Don’t get us wrong: lipliner can be a powerful thing — but there is a limit to how much should be applied. Just what is that limit, you might ask? Generally speaking, if your liner is too far from your actual lip line, things are going to get messy. Sure, you can make your lips look a little bigger with exaggerated liner, à la Kylie Jenner, just know that you’re not tricking anyone into thinking that’s your natural lip line.
Beauty patches are one of history’s more bizarre makeup trends. While face patches first popped up in ancient times as a way to cover up blemishes and scars, they turned into a fashion craze in the late 16th century. People began wearing black patches on their faces as an accessory.
Patches were stuck to the face with an adhesive or with saliva and were made from black velvet or silk taffeta.
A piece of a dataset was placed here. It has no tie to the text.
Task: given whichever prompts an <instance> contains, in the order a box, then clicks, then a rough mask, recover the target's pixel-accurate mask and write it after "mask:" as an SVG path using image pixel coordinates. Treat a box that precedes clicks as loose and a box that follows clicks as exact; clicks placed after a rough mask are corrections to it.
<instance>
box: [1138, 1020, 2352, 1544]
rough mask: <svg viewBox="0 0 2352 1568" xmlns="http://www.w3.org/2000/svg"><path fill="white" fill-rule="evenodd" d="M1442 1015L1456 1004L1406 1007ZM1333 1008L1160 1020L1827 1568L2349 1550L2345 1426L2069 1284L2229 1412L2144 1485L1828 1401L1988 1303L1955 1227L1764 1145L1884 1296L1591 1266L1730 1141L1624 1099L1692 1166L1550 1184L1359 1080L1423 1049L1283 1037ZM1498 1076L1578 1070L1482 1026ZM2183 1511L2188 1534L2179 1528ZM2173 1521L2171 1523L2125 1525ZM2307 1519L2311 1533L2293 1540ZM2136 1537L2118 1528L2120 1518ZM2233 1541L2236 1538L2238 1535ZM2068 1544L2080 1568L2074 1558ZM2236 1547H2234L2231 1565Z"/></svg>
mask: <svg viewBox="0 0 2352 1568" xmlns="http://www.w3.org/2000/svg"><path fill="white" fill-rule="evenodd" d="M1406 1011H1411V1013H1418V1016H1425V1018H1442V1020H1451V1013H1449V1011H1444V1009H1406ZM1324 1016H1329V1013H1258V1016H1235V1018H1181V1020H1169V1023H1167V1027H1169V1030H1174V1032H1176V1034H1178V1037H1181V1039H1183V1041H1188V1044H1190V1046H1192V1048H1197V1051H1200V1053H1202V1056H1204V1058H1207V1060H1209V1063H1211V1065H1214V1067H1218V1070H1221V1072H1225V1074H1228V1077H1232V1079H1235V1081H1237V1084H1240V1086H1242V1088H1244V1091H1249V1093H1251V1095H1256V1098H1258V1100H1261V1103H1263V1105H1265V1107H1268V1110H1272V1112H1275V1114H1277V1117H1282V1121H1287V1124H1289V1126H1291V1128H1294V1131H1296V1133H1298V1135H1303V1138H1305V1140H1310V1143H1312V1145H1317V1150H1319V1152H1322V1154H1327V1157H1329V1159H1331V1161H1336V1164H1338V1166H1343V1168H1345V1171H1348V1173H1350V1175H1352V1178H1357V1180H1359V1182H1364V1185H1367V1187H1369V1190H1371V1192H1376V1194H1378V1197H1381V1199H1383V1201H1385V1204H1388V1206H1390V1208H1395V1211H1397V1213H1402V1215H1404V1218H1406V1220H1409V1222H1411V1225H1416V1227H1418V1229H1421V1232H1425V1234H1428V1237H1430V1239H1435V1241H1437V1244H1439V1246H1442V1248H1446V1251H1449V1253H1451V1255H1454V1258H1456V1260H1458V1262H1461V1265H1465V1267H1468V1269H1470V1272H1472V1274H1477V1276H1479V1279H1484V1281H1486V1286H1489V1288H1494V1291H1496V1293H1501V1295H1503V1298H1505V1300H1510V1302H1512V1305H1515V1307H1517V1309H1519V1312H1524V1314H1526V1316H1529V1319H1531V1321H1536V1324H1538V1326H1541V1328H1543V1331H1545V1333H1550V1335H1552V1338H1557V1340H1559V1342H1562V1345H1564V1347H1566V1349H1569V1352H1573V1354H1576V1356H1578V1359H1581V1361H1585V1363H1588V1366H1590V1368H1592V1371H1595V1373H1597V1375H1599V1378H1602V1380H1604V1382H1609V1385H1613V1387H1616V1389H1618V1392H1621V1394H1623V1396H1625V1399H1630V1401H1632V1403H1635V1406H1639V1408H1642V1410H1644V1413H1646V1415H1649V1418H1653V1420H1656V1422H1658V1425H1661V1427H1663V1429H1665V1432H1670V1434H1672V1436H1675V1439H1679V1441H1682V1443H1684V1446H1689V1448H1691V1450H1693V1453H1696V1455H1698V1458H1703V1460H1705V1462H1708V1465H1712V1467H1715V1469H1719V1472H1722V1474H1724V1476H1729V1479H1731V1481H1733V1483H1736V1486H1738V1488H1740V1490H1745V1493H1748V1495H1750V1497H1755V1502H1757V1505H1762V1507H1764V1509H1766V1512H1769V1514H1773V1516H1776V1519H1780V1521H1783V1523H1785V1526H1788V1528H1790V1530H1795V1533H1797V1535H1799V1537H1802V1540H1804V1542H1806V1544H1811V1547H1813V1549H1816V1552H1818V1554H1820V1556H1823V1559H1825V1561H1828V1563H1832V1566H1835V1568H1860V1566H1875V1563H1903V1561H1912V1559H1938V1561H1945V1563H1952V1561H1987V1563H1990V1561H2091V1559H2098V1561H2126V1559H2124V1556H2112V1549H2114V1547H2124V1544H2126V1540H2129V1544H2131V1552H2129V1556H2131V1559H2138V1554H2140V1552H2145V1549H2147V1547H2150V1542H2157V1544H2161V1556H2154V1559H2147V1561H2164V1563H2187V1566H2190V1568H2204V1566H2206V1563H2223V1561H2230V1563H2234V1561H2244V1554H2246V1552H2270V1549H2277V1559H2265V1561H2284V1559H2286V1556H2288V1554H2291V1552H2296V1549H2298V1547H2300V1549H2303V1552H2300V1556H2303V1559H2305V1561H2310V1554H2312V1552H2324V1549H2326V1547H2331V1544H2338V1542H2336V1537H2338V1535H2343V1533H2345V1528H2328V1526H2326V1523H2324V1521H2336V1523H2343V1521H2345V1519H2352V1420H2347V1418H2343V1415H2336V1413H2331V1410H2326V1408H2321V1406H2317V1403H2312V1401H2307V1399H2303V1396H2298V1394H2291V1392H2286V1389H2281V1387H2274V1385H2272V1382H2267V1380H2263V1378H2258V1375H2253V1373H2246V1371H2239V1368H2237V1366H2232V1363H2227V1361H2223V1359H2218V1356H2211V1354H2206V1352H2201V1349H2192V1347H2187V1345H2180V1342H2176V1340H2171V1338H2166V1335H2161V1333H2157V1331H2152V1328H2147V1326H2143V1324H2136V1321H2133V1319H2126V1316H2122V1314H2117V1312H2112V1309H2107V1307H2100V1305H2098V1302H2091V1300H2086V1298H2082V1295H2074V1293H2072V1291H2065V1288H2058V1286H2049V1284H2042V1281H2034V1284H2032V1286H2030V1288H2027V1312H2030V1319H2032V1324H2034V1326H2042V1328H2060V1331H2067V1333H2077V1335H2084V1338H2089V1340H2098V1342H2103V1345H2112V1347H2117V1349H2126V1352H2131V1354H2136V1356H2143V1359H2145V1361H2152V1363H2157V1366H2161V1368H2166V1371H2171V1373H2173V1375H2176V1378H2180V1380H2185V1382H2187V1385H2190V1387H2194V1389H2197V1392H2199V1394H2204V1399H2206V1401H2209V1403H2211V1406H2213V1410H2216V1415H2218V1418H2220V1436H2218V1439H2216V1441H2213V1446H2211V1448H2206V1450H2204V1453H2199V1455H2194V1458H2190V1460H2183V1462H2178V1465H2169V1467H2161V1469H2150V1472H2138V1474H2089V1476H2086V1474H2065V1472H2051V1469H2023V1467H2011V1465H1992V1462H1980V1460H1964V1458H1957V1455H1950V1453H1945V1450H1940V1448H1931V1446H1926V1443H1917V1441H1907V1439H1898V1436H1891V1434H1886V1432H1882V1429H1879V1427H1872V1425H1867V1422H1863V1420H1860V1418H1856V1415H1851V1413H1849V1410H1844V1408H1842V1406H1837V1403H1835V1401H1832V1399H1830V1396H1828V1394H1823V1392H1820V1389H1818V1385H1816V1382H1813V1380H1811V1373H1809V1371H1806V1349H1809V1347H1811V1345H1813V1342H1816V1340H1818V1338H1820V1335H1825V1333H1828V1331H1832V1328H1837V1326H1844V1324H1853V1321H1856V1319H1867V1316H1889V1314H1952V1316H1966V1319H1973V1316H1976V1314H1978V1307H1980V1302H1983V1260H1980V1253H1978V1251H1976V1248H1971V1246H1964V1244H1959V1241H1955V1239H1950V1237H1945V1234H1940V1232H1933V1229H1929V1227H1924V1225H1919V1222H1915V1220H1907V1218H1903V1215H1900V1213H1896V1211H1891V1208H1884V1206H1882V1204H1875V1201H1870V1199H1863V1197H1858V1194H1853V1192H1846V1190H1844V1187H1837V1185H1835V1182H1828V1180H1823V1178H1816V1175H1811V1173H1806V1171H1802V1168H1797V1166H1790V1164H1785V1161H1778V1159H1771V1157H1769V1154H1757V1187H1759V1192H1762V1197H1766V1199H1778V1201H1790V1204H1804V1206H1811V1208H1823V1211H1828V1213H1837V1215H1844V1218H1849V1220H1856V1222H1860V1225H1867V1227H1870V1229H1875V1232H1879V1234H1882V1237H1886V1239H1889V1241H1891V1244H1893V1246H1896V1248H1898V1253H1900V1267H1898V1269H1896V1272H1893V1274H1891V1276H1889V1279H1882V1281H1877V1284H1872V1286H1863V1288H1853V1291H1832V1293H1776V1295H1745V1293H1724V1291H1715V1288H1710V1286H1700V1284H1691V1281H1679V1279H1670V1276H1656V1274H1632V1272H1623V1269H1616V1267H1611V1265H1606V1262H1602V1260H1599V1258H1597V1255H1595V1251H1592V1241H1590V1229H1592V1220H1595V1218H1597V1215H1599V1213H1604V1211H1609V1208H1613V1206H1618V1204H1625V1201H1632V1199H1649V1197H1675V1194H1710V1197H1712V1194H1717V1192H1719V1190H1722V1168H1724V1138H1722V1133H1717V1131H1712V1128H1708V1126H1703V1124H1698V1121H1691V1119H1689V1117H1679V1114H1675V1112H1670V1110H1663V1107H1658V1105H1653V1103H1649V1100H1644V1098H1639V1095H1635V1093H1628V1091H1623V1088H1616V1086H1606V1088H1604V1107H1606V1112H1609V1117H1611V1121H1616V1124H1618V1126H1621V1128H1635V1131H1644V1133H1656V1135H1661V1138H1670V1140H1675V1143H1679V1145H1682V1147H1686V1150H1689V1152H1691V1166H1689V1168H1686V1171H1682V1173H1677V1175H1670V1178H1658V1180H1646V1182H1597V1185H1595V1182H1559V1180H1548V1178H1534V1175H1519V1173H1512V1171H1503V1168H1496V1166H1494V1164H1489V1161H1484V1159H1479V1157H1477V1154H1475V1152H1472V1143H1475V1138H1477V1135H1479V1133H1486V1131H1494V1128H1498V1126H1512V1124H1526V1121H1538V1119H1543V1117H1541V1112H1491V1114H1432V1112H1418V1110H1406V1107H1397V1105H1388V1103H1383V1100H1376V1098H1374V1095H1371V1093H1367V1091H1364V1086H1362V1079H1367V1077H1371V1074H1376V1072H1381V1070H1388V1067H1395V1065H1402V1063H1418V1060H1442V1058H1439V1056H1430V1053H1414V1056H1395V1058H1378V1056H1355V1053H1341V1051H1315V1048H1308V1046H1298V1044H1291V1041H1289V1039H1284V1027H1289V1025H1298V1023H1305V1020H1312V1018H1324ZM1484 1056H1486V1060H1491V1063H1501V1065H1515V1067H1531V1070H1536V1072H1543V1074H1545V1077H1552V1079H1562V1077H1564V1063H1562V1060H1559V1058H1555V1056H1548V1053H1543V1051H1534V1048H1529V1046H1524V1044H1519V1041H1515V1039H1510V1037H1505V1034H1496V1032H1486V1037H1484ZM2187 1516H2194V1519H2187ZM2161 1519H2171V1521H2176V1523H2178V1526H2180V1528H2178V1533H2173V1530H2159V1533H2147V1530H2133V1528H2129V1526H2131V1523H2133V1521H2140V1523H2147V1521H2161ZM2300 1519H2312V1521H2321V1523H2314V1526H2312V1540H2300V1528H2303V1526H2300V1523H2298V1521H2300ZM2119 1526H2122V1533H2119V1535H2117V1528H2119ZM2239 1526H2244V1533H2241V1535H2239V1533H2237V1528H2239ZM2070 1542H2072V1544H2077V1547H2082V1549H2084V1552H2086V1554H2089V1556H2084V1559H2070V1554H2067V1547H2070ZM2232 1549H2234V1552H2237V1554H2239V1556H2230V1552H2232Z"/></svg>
They could be small round dots or more elaborate shapes such as crescent moons or stars. While the fad started in France, it expanded to other parts of Europe and remained in vogue for hundreds of years.
This trend dates back to the days when more people had to work outdoors to make a living. Light skin, therefore, was an indication of social status that showed a person was wealthy enough to not have to labour outside. The quest for lighter skin inspired people to apply lead to their faces. While lead will make your skin lighter, prolonged exposure also causes some pretty awful side effects.
Grooming your eyebrows is one thing, but there’s a huge difference between plucking a stray hair and getting rid of most of your eyebrows altogether. That’s the look that women of the 1920s went for, plucking most of their eyebrows out and then pencilling in ultra-fine brows with an eyebrow pencil. Film stars helped to popularize the trend which endured for years until the 1940s brought back fuller, more-defined brows (via Vogue Australia).
Mascara doesn’t just come in dark shades. There’s a rainbow of mascara colours out there for the most adventurous makeup aficionado, but should there be? While certain shades of colourful mascara can make your eyes pop, most of them look more like they’d only work with a Halloween costume — not with an everyday look. While black mascara makes lashes look longer and fuller, coloured mascara can look clumpy and unnatural. It’s also tricky to find the right shade to complement your eye colour and complexion, which makes colourful mascara a high-maintenance and time-consuming makeup trend.